そうして幾らかの時間を経ると、滝の音が響いてきた。


「…折角の名勝なのに、見えないのは残念ですね。」


景観を壊さないためか、経費削減のためか、ライトのようなものは一切無い。

懐中電灯の光も、焼け石に水と言ったところだ。


「…勘違いするな。観光に来た訳ではないんだぞ。」


「解ってますよ。」


しかし、暗闇の中滝の音だけがしていると言うのは、妙に不気味なものだ。

そんな事を感じた時だった。


「…新香。来たぞ。」


「え?」


尾白さんが滝音に紛れない程度の声でそう呟いた瞬間、それとは別の女性の声が聞こえてきた。

それがこの世のものでは無いことは、直ぐに解った。

耳ではなく、心そのものに響いてくるような…そんな声だったからだ。

話に聞いた通りに悲しげな…そんな気持ちを含んだ声。

これがあの、歌方姫の声音なのだろうか。


「で、どうするんですか?」


「彼女は要は、悲しんでいるのだ。
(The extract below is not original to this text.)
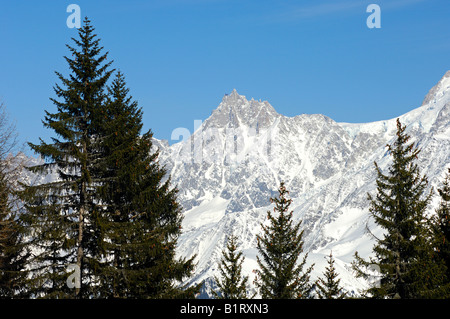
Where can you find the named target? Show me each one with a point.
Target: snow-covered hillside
(228, 169)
うたかたと呼ばれた己など、意中の相手にもすぐ忘れ去られてしまうだろうと…。なら、その相手の意思を教えてやれば良いのさ。」


どうやって?と聞く前に、尾白さんは一歩前に進み出る。

そして、愛用の杖の先で地面を二回強く叩いたかと思うと、声高らかに歌い始めた。


“泡とても 水中(みなか)にあらば 常盤(ときわ)なる ()といふ水に 君を留めん”


何回も何回も、その歌を繰り返しながら辺りを歩き回る。

嗄れた、けれども良く通る声で。

暫くその空間に、滝と、女性と、尾白さんの歌声が同居する。

けれども、その内に女性の声はどんどん小さくなっていって──。

最後には、聞こえなくなってしまった。

そこで漸く尾白さんは歌を止める。


「…帰ったか。」


「今の歌、どういう意味だったんですか?」


「…そうだな。『泡と言えど、水中にあればそれは、永久不変になるだろう。ならば私という水の中に、貴女と言う泡を留めよう。』そんなところだろうな。」


その意味を聞いただけで解った。

それは、あの歌方姫の詠んだ短歌に対する反歌(かえしうた)なのだ。

相手のその意を知り、安堵した彼女は帰るべき場所へと、帰ったのだろう。


「その歌、詠んだのは…?」


不知詠人(よみびとしらず)──古書は黙してその名を語らない。」


そう言い放つやいなや、かつん、と杖を力強く地面に突き立て、尾白さんは来た道を歩み始めた。